Their recommendations range from holding an economic summit to improving education and training opportunities.
But Andrea Bear Nicholas contends the loss of culture is largely to blame for the social ills that plague aboriginal people.
"Our culture has been under assault since Europeans arrived here," she said. "You basically destroy a people if you attack their culture.
"We have a tendency to think the attack ended with residential schools. In fact, it continues as long as our children are put into public schools with no option to learn their language."
Bear Nicholas believes native children should have access to separate education in their mother tongue.
"If you're teaching in the language, the culture is incorporated in that. The French fought for that right a long time ago. I'm sad that I'm not seeing the chiefs fighting for that right," she said.
And while some might argue it would be too expensive, Bear Nicholas argues it costs significantly more to keep one person in prison for one year than to give them a private tutor in their own language for nine years.
It would require an investment up front, but would pay off with huge, long-term benefits, she said.
Economic plan 'troubling'
Bear Nicholas said she is also disappointed the plan appears to buy into the culture of big business and abandons principles based on living off the land.
"They are not standing against, for instance, the open-pit mining and the fracking issues.
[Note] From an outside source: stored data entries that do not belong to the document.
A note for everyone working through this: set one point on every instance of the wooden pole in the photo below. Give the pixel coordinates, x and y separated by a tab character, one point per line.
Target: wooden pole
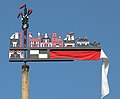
25	81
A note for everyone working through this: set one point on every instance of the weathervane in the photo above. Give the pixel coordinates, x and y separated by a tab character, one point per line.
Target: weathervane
46	48
25	19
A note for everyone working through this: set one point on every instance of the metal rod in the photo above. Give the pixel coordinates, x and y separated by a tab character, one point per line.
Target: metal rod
25	81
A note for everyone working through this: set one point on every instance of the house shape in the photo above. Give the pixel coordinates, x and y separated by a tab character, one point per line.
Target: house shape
46	40
56	42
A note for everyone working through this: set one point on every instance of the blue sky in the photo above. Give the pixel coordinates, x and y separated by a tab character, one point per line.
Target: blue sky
97	19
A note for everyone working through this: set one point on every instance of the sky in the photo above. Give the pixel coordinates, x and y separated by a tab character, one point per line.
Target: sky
96	19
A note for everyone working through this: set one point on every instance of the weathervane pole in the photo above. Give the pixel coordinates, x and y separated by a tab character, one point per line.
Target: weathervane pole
25	68
25	81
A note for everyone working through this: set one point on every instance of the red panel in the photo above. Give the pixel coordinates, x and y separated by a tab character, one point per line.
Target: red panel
78	55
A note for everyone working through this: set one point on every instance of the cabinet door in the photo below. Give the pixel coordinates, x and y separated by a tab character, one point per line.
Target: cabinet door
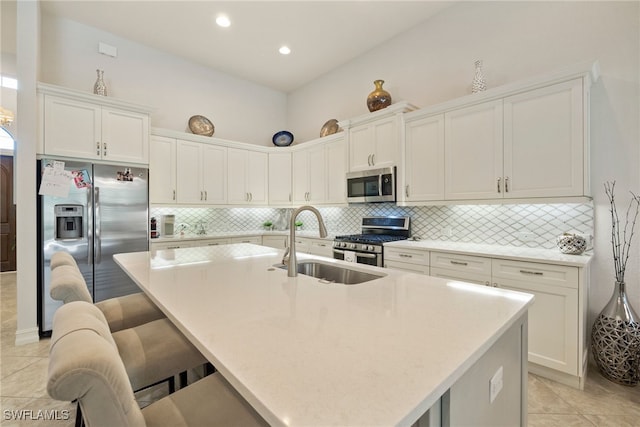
280	179
473	152
360	147
317	175
424	159
553	325
336	152
162	170
300	176
189	172
125	136
257	177
237	192
544	142
214	174
72	128
385	137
They are working with the oil and gas companies and all of these without even mentioning concerns around the environment," she said, calling it "troubling."
"They're going for the immediate lifeline without recognizing that the real solutions come in addressing the causes.
"I understand the need for immediacy … but there's nothing about land claims in here, nothing about equality of benefits from resources."
A child born in a First Nations community is twice as likely to live in poverty and half as likely to graduate from high school, statistics show.